Curiosamente, os Blondie tiveram, numa fase inicial, mais sucesso no Reino Unido e Austrália do que na sua terra natal. O disco de estreia, “Blondie”, foi reeditado em 1977 e a banda acompanhou Iggy Pop e David Bowie em digressão. Os singles “In the Flesh” ou “X-Offender” conquistaram a opinião da crítica e um ano mais tarde é editado o segundo álbum, “Plastic Lettres”, mas será o disco “Parallel Lines” (1978) a consagrar definitivamente os Blondie ao estrelato, com temas míticos como “Heart of Glass”, “Hanging on the Telephone” ou “One Way or Another”.  



Com “Parallel Lines” os Blondie emergem do estatuto underground para o mainstream, sendo granjeados ora com rasgados elogios, ora com severas críticas pelo seu sucesso comercial, uma vez que este álbum vendeu mais de 20 milhões (!) de exemplares. “Parallel Lines” rompe com a norma e é porventura um exemplo seminal da new-wave ao integrar uma fusão de sonoridades tão diversas como o reggae, o disco, o rock ou a pop. Ao vivo, Debbie transfigura-se num ser de energia inesgotável, transpirando sexualidade e carisma, atingindo assim o estatuto de ícone. 

Em 1979 os Blondie editam “Eat to the Beat” e mantêm a fasquia elevada com os singles “Atomic”, “Dreaming” e “Call Me”, a canção que conquistou definitivamente os EUA e que figura na banda-sonora do filme “American Gigolo”. “Call Me” é um tema bem-humorado sobre uma prostituta, à semelhança de tantos outros temas irónicos e de humor corrosivo que caracterizam o grupo. Com “Call Me”, Debbie faz história ao tornar-se na primeira mulher a alcançar três #1 nas tabelas britânicas. 



Até 1982 os Blondie lançam mais dois álbuns – “Autoamerican” e “The Hunter” – aos quais se somam incursões a solo de Debbie e Stein. Contudo, a doença de Stein, os problemas judiciais, pessoais e financeiros dos membros do grupo ditaram o fim (provisório) dos Blondie.  

Qual Fénix renascida das cinzas, o grupo reúne-se em 1997 para um concerto e a continuidade do grupo é posta à prova com uma digressão em 1998-99, a par do lançamento do disco “The Exit”, cujo single “Maria” transporta novamente os Blondie para o topo das tabelas de vendas.

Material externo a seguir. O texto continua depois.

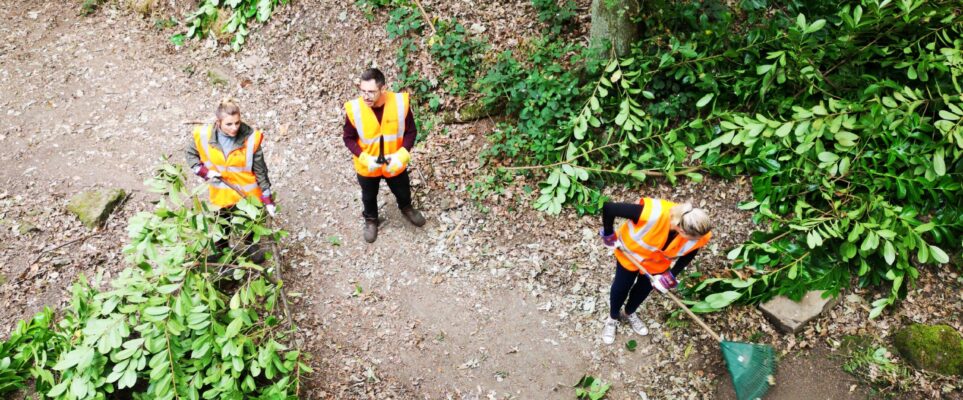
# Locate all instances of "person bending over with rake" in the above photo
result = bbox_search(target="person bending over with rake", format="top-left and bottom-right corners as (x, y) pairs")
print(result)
(599, 197), (712, 344)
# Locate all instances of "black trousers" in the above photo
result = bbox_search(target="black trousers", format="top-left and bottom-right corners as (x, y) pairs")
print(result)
(609, 260), (688, 319)
(358, 169), (411, 219)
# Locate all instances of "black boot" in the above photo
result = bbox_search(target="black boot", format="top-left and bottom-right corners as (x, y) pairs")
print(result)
(364, 218), (378, 243)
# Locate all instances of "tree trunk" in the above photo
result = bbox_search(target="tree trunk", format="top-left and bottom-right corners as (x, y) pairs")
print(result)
(589, 0), (642, 56)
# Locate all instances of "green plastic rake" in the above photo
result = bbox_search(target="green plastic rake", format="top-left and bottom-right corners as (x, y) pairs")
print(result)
(619, 243), (776, 400)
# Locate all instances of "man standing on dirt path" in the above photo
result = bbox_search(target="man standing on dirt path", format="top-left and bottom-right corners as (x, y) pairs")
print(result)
(343, 68), (425, 243)
(186, 98), (276, 264)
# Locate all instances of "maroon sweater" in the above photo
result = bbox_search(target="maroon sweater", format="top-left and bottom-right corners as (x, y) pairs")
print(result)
(341, 106), (418, 157)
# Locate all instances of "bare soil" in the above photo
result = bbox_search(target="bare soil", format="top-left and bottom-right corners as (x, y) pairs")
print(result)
(0, 0), (963, 399)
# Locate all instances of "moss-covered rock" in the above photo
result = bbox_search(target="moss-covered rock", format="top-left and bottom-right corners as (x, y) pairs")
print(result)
(67, 189), (127, 228)
(893, 324), (963, 376)
(439, 99), (504, 124)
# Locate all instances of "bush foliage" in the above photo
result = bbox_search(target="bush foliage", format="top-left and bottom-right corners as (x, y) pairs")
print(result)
(0, 165), (311, 399)
(364, 0), (963, 317)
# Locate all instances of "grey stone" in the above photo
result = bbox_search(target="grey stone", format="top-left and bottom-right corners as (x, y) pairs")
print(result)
(50, 257), (70, 268)
(67, 189), (126, 228)
(17, 221), (40, 236)
(759, 290), (839, 333)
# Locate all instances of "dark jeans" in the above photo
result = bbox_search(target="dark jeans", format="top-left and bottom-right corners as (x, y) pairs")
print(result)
(609, 260), (688, 319)
(358, 169), (411, 219)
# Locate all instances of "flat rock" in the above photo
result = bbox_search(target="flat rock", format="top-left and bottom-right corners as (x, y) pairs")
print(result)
(759, 290), (839, 333)
(67, 189), (126, 229)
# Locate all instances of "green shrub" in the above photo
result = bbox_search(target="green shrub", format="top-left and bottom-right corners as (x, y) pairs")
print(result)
(171, 0), (288, 51)
(0, 165), (310, 399)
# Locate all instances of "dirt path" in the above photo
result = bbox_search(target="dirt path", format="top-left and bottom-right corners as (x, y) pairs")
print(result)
(0, 0), (956, 399)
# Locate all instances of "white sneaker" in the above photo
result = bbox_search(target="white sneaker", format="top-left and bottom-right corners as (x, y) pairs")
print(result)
(602, 318), (619, 344)
(622, 313), (649, 336)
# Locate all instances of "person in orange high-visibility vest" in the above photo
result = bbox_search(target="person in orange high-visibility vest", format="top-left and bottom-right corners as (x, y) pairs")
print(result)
(342, 68), (425, 243)
(599, 197), (712, 344)
(186, 98), (277, 263)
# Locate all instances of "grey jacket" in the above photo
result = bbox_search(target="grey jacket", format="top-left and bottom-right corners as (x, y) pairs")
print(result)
(185, 123), (271, 196)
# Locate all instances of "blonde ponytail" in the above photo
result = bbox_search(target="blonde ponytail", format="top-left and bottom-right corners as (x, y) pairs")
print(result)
(214, 97), (241, 119)
(672, 203), (712, 237)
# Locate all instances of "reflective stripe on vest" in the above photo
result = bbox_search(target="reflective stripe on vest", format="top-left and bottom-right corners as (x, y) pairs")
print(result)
(351, 93), (405, 145)
(615, 198), (712, 274)
(627, 200), (662, 251)
(194, 125), (264, 207)
(201, 125), (257, 173)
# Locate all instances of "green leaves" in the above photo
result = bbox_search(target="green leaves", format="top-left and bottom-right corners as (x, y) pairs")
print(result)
(575, 375), (611, 400)
(696, 93), (715, 108)
(179, 0), (287, 52)
(0, 166), (310, 399)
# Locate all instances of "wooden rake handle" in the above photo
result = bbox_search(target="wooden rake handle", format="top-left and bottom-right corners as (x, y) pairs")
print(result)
(617, 242), (722, 342)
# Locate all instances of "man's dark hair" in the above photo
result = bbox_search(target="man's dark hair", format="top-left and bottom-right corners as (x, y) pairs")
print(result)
(361, 68), (385, 87)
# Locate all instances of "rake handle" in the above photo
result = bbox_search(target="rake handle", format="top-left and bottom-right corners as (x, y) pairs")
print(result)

Seguem-se os álbuns “The Curse of Blondie” (2003) e “Panic of Girls” (2011), o seu último e fresquíssimo trabalho de originais.  

Os Blondie documentam quase meio século de música, cinco décadas de inovação e reinvenção. Em Julho estarão presentes no Festival Optimus Alive. Uma oportunidade única a não perder!